Throughout my twenties, I didn’t love myself. I hardly knew myself. I gained any sense of identity and worth through the regard and admiration of men.
My authentic self, my core and my vulnerabilities, were hidden to me. I couldn’t bear to look at them. I was porous, brittle, without boundaries.
This lack of self-love, conversely, made me shallow and narcissistic. I was the centre of the universe, burning sun to countless lovers’ upturned gazes. I could never get enough.
Now in my mid-forties, self-love is less about indulging my short-term wants than figuring out my long-term needs and working toward fulfilling them. Sometimes self-love looks a lot like self-parenting.
You guide and cajole yourself to do things you may not desire in that moment but know will be good for you in the long term. You go to bed early even though you want to watch that last episode or finish that book.
You drag yourself out of bed at dawn to practice yoga or exercise, or in my case swim in cold seas through the year.
You do that last push-up although your muscles are screaming. You try to be kind – or at least not as horrible as usual. You keep your mouth shut even when you want to rage and shout. Self-love can be tough love.
For women in particular, it’s hard to work out what self-love actually means. Contrary to popular opinion it’s not all ‘me-time’, massages, bath bombs, dark chocolate and wine. Nothing is ever that simple.
It can be hard for women to truly inhabit self-love in a culture which expects us to be perfect, in control and "on" for everybody, all the time. We’ve been groomed to be the caretakers, to feel our loved ones’ pain as if it is our own.
We haven’t learned to protect ourselves. We still haven’t learned to say a guilt-free, compassionate "no". I asked friends what self-love means to them.
Denby, 49, believes that "self-love differs from self-care or self-acceptance. The word 'selfish' has historically attracted negative connotations, but at its essence this is the key to each one of us rediscovering deep and lasting love for ourselves."
I remember in the schoolyards of my 80s childhood, the worst insult you could say of someone was that "she loves herself". Since birth, women have been encouraged and even coerced to put others’ needs above their own. To be seen as selfish and self-sufficient was – and still is – the equivalent to being disliked and ultimately unlovable.
Lani, 53, has pondered the question: “How do I love myself when I don’t love myself? And the answer for me is to start by doing loving things for yourself. It’s a kind of “fake it until you make it.”’
Acts of self-love become habit, without the mind twisting itself into knots about whether you "deserve" those gestures of tenderness or not. Selena, 47, questions "what love really is and the notion of the self. I think love is a state we reach of comfort, trust and confidence."
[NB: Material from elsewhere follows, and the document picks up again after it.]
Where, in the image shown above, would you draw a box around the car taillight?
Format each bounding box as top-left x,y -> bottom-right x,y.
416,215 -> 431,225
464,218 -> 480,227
Laurence, 56, says "it all boils down to realising that being down on yourself is not doing you any damn good! That realisation only comes with maturity for many people."
Right now, real self-love, for me, is less about indulgence than it is about slowly learning to accept myself totally, with all my flaws, idiosyncrasies and shadow selves. How many of us truly do this?
It’s hard slog; the path of radical self-love, of unconditional friendliness. Being kind to yourself even when you’ve been mean or underhanded or manipulative. Forgiving yourself. Believing you can be better.
It's about believing, also, that you’re lovable just the way you are. Amanda, 47, chose her own mental and physical health above “being a good girl and keeping quiet”.
"I needed to let myself know I was going to keep loving myself even if nobody else would meet my needs ... saying 'no' when necessary, calmly and with no self-judgement. I can be a receiver as well as a giver."
Seeing myself clearly — my need to be right, to look good, to triumph, to "show them" — is the bravest thing I’ve done. Sometimes it feels as if I’m looking down into a pool of sludge brimming with junk: the rusted, broken bikes and deflated tyres of my self-delusions, knowing that the face I present to the world is not the whole picture.
Yet sometimes that pool is serene and beautiful, dappled with my hard-won shadow and light. And with that expanding clarity, that wide and deep perspective, comes responsibility. Only with the lightness and grace of this full self-acceptance can I begin to change and grow.
So, let’s go for a run. Put on a face mask. Have a pedicure. Buy ourselves a bunch of roses at the farmer’s markets this week. But let’s not forget to fully embrace the thorns.
Katerina Cosgrove is an Australian novelist.